Carlos Segarra y el clamor contra la acogida: ¿quién da ejemplo?
Un episodio ocurrido en un programa de televisión ha reavivado el debate sobre la hipocresía de quienes piden solidaridad con los inmigrantes pero no la practican. Según testimonios que circulan en redes, el comunicador Carlos Segarra habría gritado que no quiere acoger a inmigrantes ni a menores extranjeros no acompañados (Menas) en su casa. La reacción no se ha hecho esperar: una corriente de opinión señala que muchos de los que más defienden la acogida en los medios son los primeros en no dar ejemplo.

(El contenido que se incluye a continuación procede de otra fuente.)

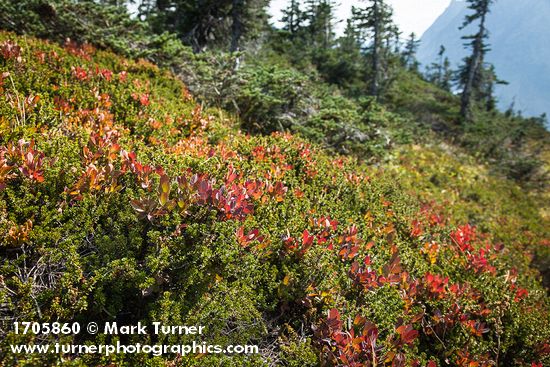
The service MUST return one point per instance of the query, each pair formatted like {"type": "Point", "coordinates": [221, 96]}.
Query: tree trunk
{"type": "Point", "coordinates": [473, 69]}
{"type": "Point", "coordinates": [374, 88]}
{"type": "Point", "coordinates": [237, 24]}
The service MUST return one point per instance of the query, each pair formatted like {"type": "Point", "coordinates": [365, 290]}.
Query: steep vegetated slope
{"type": "Point", "coordinates": [121, 199]}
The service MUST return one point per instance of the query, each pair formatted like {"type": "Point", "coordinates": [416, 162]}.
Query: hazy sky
{"type": "Point", "coordinates": [410, 15]}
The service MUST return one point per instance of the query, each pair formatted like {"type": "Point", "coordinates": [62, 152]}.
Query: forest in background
{"type": "Point", "coordinates": [320, 195]}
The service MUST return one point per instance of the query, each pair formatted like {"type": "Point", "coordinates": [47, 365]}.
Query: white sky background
{"type": "Point", "coordinates": [410, 15]}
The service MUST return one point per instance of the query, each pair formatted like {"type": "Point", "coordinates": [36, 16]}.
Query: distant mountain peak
{"type": "Point", "coordinates": [520, 49]}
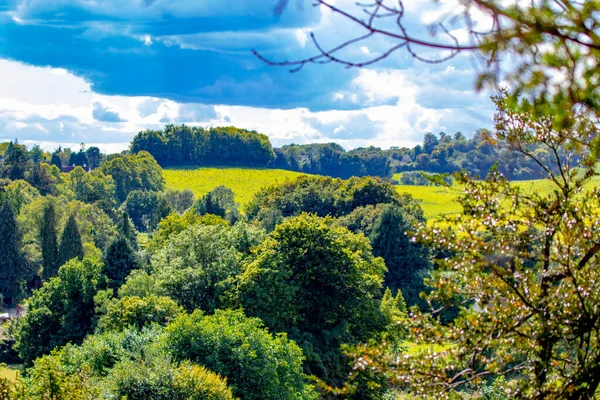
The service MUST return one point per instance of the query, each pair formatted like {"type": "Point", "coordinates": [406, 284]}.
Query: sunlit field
{"type": "Point", "coordinates": [244, 182]}
{"type": "Point", "coordinates": [9, 371]}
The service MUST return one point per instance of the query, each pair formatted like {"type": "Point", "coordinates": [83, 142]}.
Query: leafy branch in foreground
{"type": "Point", "coordinates": [523, 269]}
{"type": "Point", "coordinates": [546, 49]}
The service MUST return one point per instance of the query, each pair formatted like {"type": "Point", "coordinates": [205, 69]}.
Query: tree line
{"type": "Point", "coordinates": [442, 153]}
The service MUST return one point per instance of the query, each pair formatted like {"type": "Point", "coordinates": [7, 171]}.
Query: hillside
{"type": "Point", "coordinates": [243, 181]}
{"type": "Point", "coordinates": [436, 200]}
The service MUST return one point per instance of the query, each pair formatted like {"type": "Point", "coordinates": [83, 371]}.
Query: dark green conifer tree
{"type": "Point", "coordinates": [119, 260]}
{"type": "Point", "coordinates": [12, 263]}
{"type": "Point", "coordinates": [407, 262]}
{"type": "Point", "coordinates": [70, 242]}
{"type": "Point", "coordinates": [49, 241]}
{"type": "Point", "coordinates": [126, 229]}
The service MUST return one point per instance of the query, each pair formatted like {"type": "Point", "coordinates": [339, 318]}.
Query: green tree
{"type": "Point", "coordinates": [133, 172]}
{"type": "Point", "coordinates": [219, 201]}
{"type": "Point", "coordinates": [61, 311]}
{"type": "Point", "coordinates": [119, 260]}
{"type": "Point", "coordinates": [126, 229]}
{"type": "Point", "coordinates": [180, 200]}
{"type": "Point", "coordinates": [139, 311]}
{"type": "Point", "coordinates": [56, 161]}
{"type": "Point", "coordinates": [522, 268]}
{"type": "Point", "coordinates": [257, 364]}
{"type": "Point", "coordinates": [162, 380]}
{"type": "Point", "coordinates": [16, 161]}
{"type": "Point", "coordinates": [319, 284]}
{"type": "Point", "coordinates": [175, 223]}
{"type": "Point", "coordinates": [93, 156]}
{"type": "Point", "coordinates": [70, 242]}
{"type": "Point", "coordinates": [146, 209]}
{"type": "Point", "coordinates": [48, 239]}
{"type": "Point", "coordinates": [194, 266]}
{"type": "Point", "coordinates": [19, 193]}
{"type": "Point", "coordinates": [408, 263]}
{"type": "Point", "coordinates": [90, 187]}
{"type": "Point", "coordinates": [13, 268]}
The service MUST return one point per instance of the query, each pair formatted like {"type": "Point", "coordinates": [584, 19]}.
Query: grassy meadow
{"type": "Point", "coordinates": [243, 181]}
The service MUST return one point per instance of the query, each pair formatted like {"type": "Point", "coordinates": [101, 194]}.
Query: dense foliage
{"type": "Point", "coordinates": [185, 145]}
{"type": "Point", "coordinates": [259, 365]}
{"type": "Point", "coordinates": [14, 270]}
{"type": "Point", "coordinates": [133, 172]}
{"type": "Point", "coordinates": [61, 311]}
{"type": "Point", "coordinates": [331, 159]}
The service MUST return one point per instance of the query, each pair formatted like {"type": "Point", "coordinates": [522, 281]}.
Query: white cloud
{"type": "Point", "coordinates": [34, 111]}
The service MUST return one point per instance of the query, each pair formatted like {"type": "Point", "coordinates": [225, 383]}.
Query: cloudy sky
{"type": "Point", "coordinates": [99, 71]}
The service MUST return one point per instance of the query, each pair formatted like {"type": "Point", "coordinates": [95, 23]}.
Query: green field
{"type": "Point", "coordinates": [435, 200]}
{"type": "Point", "coordinates": [243, 181]}
{"type": "Point", "coordinates": [10, 371]}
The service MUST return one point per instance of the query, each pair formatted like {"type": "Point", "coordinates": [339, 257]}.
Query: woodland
{"type": "Point", "coordinates": [323, 287]}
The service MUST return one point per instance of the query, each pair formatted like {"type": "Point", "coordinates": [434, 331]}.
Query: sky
{"type": "Point", "coordinates": [99, 71]}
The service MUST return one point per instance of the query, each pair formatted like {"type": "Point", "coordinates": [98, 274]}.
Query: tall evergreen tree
{"type": "Point", "coordinates": [119, 260]}
{"type": "Point", "coordinates": [407, 262]}
{"type": "Point", "coordinates": [56, 160]}
{"type": "Point", "coordinates": [126, 229]}
{"type": "Point", "coordinates": [49, 241]}
{"type": "Point", "coordinates": [12, 263]}
{"type": "Point", "coordinates": [70, 242]}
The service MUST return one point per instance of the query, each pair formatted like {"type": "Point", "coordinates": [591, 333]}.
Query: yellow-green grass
{"type": "Point", "coordinates": [416, 348]}
{"type": "Point", "coordinates": [438, 201]}
{"type": "Point", "coordinates": [435, 200]}
{"type": "Point", "coordinates": [244, 182]}
{"type": "Point", "coordinates": [10, 371]}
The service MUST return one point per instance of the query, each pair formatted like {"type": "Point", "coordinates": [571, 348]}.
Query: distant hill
{"type": "Point", "coordinates": [243, 181]}
{"type": "Point", "coordinates": [235, 147]}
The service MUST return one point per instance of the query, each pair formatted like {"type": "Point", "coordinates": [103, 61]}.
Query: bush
{"type": "Point", "coordinates": [257, 364]}
{"type": "Point", "coordinates": [138, 312]}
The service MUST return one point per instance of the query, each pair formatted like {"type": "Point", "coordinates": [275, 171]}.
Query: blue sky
{"type": "Point", "coordinates": [98, 71]}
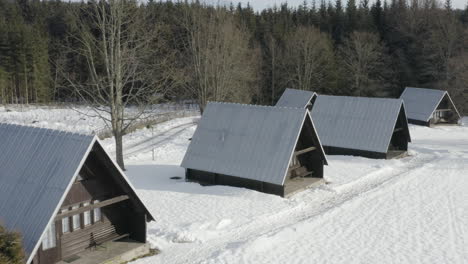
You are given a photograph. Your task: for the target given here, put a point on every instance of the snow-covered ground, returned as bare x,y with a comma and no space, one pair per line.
410,210
79,119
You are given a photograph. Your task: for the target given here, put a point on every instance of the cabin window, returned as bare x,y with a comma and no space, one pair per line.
86,216
49,240
97,213
65,222
76,219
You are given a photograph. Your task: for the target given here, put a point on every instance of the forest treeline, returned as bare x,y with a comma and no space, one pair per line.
190,50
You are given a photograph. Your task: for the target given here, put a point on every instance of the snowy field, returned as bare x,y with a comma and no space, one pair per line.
410,210
79,119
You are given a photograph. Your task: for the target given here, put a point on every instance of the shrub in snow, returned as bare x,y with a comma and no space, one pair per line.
11,250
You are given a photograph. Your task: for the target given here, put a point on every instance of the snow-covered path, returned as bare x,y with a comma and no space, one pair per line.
412,210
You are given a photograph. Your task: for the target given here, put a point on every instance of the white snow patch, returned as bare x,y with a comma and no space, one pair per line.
410,210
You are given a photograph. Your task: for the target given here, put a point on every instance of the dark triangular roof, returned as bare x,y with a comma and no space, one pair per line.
37,169
295,98
359,123
248,141
421,103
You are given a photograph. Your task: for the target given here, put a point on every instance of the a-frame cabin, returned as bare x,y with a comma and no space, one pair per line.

El negocio de los Menas: datos opacos
En paralelo, ha salido a la luz un documento de la ONG Quorum Social 77 (recogido por Gaceta.es) titulado «Seguimiento de visitas familiares o personas con especial vinculación», que evidencia un sistema burocrático de control sobre los menores tutelados. Críticos con la gestión actual apuntan a que las entidades que gestionan estos recursos no rinden cuentas sobre los costes reales ni sobre los resultados de reinserción. La pregunta que flota es: ¿cuántos de los que claman por la acogida han abierto su propio hogar?
Dos posturas que chocan
Por un lado, quienes consideran que exigir a una persona que acoja en su casa es una intromisión en la vida privada, y que la solidaridad no se mide solo en el ámbito doméstico. Por otro, los que sostienen que quien predica una política de integración tiene la obligación moral de ser coherente y predicar con el ejemplo. El caso Segarra se ha convertido en un símbolo de esa tensión.
Sin respuestas claras
El debate deja más preguntas que certezas. ¿Debería la sociedad exigir coherencia a sus voceros? ¿O bastan las políticas públicas, sin compromiso personal? Mientras tanto, los menores siguen atrapados en un sistema del que pocos se atreven a hacerse cargo puertas adentro.